Things aren't always what they seem. Take this article for instance: despite what it may suggest, all of these buildings are real. They have a real foundation and real bricks and mortar binding them together. In form, they are as real as it gets. In function, however, they are outright fakes.
As a case in point, consider this red brick building in south Chicago. Who lives here - a retired general? Crazy cat lady? Distinguished scholar? Actually, no one lives here. No one ever has. The postman has never visited and a brace of persuasive Mormons have never crossed its threshold. That's because you're looking at an electricity substation, home to nothing more than a fat transformer and a lethal supply of volts.
South Chicago substation © yooperann
It turns out that substations masquerading as fake buildings is quite common. Residents are apt to take exception to a hulking transformer springing up next door; disguise it as a historic house however and they'll scarcely bat an eyelid - often because they've no idea it's even there.
Check this unassuming house in Brooklyn.
Some locals have walked past 58 Joralemon Street for years without realising it's a fake. There are clues that things may not be as they seem - the blacked out windows are a giveaway - but unless you were to climb the steps and peer through the keyhole, you'd have no idea that the house serves as an emergency exit for the subway system. When the subway was constructed in 1908, the building was purchased by Metropolitan Transportation Authority of New York, stripped out and converted into a ventilation system. The warm subterranean air that poured from the windows for decades earned the townhouse its nickname - the Shaft House.
Who lives in the Shaft House? Not Shaft, disappointingly © Matt Green
New York isn't the only city to have pulled this stunt. One of the world's most famous fake buildings can be found in London. From the outside, 23 Leinster Gardens looks like this:
Just a mid-terraced London house, nothing to see here... © Duncan Harris
While on the inside it looks like this:
...wait, what? © Duncan Harris
In the 1860s, the construction of London Underground called for the house to be demolished. To preserve the street's character, the facade was retained, complete with dummy windows and a dummy door. The building soon entered popular culture, becoming the setting for a Sherlock Holmes story and a real life charity ball in which a con artist sold tickets and left bemused punters to knock vainly at the door that wouldn't open. Trolled hard. If you're thinking of ordering pizza to 23 Leinster Gardens by the way, you're not the first - it's been a favourite trick of pranksters over the years, one that Domino's have probably caught on to by now.
Back stateside, there are numerous examples of similarly disguised buildings. Com Ed, who constructed the substation featured earlier, built an array of incognito substations in the early 20th century. The Chicago substation below was designed by renowned architect Hermann V. Von Holst in 1925 to power the adjacent metropolitan railway.
Transformers: buildings in disguise © Debbie
And here's Toronto's Glengrove substation, built in 1930, which soon acquired the nickname The Castle. As one web commenter noted, it looks like the setting for a murder mystery. Every house has its secrets, but the greatest deception of all can be found in those buildings whose very purpose is the antithesis of what they purport to be.
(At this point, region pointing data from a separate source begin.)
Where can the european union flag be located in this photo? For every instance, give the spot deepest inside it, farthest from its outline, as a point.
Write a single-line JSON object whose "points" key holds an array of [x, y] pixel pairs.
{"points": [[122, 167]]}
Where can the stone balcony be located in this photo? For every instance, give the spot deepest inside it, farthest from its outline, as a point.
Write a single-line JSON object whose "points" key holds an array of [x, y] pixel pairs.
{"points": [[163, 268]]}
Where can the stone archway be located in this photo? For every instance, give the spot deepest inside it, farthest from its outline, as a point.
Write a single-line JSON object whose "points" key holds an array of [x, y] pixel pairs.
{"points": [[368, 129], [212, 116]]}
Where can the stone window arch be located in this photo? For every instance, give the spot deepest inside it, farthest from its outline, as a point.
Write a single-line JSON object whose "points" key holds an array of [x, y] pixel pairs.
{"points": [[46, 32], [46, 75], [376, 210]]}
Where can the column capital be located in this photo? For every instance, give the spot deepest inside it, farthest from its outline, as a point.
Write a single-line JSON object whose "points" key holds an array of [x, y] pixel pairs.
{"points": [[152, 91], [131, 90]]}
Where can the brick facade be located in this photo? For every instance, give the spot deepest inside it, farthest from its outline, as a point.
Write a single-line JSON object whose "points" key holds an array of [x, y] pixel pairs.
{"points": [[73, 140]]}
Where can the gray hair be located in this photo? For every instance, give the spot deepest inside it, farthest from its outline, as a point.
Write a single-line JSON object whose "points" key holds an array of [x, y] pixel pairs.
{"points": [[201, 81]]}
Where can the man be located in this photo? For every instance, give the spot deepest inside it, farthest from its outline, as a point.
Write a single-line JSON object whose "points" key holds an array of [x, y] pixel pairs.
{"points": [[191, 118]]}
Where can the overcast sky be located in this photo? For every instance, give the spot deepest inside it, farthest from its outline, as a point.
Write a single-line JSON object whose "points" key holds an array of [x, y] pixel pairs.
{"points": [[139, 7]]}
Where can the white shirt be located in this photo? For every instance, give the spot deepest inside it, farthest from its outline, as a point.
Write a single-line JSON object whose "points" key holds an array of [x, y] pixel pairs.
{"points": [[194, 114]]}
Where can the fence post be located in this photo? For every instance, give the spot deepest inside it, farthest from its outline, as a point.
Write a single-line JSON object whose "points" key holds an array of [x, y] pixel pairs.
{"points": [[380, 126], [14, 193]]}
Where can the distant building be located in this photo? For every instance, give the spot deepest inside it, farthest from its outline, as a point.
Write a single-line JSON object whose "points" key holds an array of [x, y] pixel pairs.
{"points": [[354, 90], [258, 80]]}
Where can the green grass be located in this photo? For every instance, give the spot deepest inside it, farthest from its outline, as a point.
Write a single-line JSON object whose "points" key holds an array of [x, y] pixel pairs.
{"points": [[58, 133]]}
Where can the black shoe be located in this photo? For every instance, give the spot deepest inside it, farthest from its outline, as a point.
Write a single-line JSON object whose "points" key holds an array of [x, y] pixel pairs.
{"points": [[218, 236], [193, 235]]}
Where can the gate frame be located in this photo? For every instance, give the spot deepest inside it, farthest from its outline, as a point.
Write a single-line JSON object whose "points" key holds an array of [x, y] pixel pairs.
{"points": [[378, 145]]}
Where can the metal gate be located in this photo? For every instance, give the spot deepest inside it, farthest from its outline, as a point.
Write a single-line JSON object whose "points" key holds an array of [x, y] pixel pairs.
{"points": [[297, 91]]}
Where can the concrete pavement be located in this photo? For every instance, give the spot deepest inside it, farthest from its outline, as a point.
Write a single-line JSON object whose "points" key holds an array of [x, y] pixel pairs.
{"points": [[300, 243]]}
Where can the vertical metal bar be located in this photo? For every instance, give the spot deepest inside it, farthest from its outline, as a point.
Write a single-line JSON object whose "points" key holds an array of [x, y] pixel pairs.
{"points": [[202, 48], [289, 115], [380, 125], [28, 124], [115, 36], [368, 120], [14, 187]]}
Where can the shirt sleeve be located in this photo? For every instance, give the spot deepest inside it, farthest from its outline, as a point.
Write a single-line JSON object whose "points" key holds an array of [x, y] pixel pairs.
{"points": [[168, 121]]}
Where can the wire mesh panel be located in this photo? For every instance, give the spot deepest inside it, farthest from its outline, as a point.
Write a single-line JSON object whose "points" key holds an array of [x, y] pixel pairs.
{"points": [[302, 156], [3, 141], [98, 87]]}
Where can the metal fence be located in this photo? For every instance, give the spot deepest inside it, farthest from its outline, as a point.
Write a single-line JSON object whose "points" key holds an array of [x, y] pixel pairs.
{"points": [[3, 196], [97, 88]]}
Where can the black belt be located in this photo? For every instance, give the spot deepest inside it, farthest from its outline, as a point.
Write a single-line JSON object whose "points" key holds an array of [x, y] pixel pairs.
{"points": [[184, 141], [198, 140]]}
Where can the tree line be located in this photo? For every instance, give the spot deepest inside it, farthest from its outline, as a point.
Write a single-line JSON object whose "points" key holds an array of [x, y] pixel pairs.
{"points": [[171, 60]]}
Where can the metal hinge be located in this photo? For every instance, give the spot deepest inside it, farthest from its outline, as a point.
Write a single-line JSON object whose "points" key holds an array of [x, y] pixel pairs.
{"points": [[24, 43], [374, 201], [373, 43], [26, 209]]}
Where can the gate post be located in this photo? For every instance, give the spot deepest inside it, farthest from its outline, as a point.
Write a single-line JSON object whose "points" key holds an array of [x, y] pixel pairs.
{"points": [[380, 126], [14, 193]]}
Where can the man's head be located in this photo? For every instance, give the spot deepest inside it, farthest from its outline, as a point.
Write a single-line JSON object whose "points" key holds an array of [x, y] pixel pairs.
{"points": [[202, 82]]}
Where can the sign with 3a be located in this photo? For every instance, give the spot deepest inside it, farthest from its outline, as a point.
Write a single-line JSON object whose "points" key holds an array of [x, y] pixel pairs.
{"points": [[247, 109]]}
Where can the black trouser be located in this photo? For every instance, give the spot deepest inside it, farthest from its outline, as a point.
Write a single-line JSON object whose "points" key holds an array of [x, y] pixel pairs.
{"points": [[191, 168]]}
The Castle: beautiful building, crippling electrical bills © Ryan
If you're wondering whether there's a downside to situating a substation in a residential neighbourhood, incidentally, that's a yes. It turns out that massive amounts of current can generate massive amounts of heat - heat which, in rare instances, can lead to massive amounts of fire. Click here to see another Toronto substation going into full meltdown. That ain't no chip-pan fire.
While some fake buildings withstand scrutiny, even on close inspection, others reveal their true form the closer you get. This Parisian ventilation tower uses trompe-l'oeil to trick viewers into thinking that its artfully rendered windows are three-dimensional.
Rue Quincampoix: flatter than the average flat © Wikimedia CommonsThe greatest deception of all time wasn't so much a fake building as a fake barrio.
The American dream meets the Japanese nightmare © Boeing
Who would go to the bother of constructing an entire suburb out of plywood and chicken wire?
Boeing, that's who. During WWII, the aircraft manufacturer painstakingly concealed its manufacturing plant beneath an ersatz neighbourhood to deter Japanese bombers. Hollywood set designer John Stewart Detlie was hired to hide all traces of Plant 2. The $1 million project - a fortune by 1942 standards - saw the pseudo-suburb equipped with fake trees, fake houses and even fake street signs bearing names such as Burlap Boulevard and Synthetic Street.
Fake plastic trees © Boeing
The houses didn't even reach full height, but from the air, who was gonna know? The deception even extended to releasing publicity shots after the war showing 'residents' going about their daily lives. Shortly afterward, Boeing dismantled the neighbourhood that never was; today no trace of it exists.